Working Paper no. 149
Nicoletta Batini, Richard Harrison and Stephen P Millard
The most popular simple rule for the interest rate, due to Taylor (1993a), is meant to inform monetary policy in economies that are closed. On the other hand, its main open-economy alternative, ie Ball’s (1999) rule based on a monetary conditions index (MCI), may perform poorly in the face of specific types of exchange rate shocks and thus cannot offer guidance for the day-to-day conduct of monetary policy. In this paper we specify and evaluate a comprehensive set of simple monetary policy rules that are suitable for small open economies in general, and for the United Kingdom in particular.

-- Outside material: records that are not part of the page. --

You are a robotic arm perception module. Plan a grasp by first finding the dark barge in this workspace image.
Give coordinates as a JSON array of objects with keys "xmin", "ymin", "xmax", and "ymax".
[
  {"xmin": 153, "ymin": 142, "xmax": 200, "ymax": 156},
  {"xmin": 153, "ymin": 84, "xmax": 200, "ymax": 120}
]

We do so by examining the performance of a battery of simple rules, including the familiar Taylor rule and MCI-based rules à la Ball. This entails comparing the asymptotic properties of a two-sector open-economy dynamic stochastic general equilibrium model calibrated on UK data under different rules. We find that an inflation-forecast-based rule (IFB), ie a rule that reacts to deviations of expected inflation from target, is a good simple rule in this respect. Adding a separate response to the level of the real exchange rate (contemporaneous and lagged) appears to reduce the difference in adjustment between output gaps in the two sectors of the economy, but the improvement is only marginal. Importantly, an IFB rule, with or without exchange rate adjustment, appears robust to different shocks, in contrast to naïve or Ball’s MCI-based rules.